Cuyahoga County Courthouse

Cleveland, OH, USA

Panoramic Photo Collage

1986

23 x 78

The Cuyahoga County Courthouse opened in 1912, when Cleveland was the sixth-largest city in America—a three-year, $3.5 million investment in marble, granite, and bronze announcing that Cleveland had arrived. The building was designed as a temple of justice: Beaux-Arts grandeur, Corinthian columns, allegorical sculptures representing Law and civic virtue. Architecture meant to inspire respect for democratic institutions through sheer beauty and permanence.

By 1986, when Masumi photographed it, Cleveland’s fortunes had collapsed. The steel mills had closed. The population had cratered. The Cuyahoga River had caught fire. The city had defaulted on its municipal bonds.
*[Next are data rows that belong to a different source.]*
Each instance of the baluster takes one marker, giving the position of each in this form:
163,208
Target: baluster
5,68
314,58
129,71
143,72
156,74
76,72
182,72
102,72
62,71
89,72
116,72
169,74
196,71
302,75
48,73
Yet the courthouse remained, marble walls still gleaming, still dispensing justice while the economy crumbled around it.

For Masumi, a Japanese-American artist whose family was imprisoned during World War II without trial or due process, courthouses carried complicated meaning. Her Internment Camps series documented what happened when legal protections were abandoned, when racial prejudice overwhelmed constitutional rights. Photographing a temple of justice meant engaging with both the ideal and its failures.

Her panoramic technique seems particularly suited to the subject. Classical courthouse architecture assumes a privileged central viewing position—a single authoritative perspective from which the building’s symmetry reveals itself perfectly. Masumi’s collage disrupts this, assembling multiple viewpoints into composite vision. Many perspectives merging into one image. Perhaps that’s how justice should work too.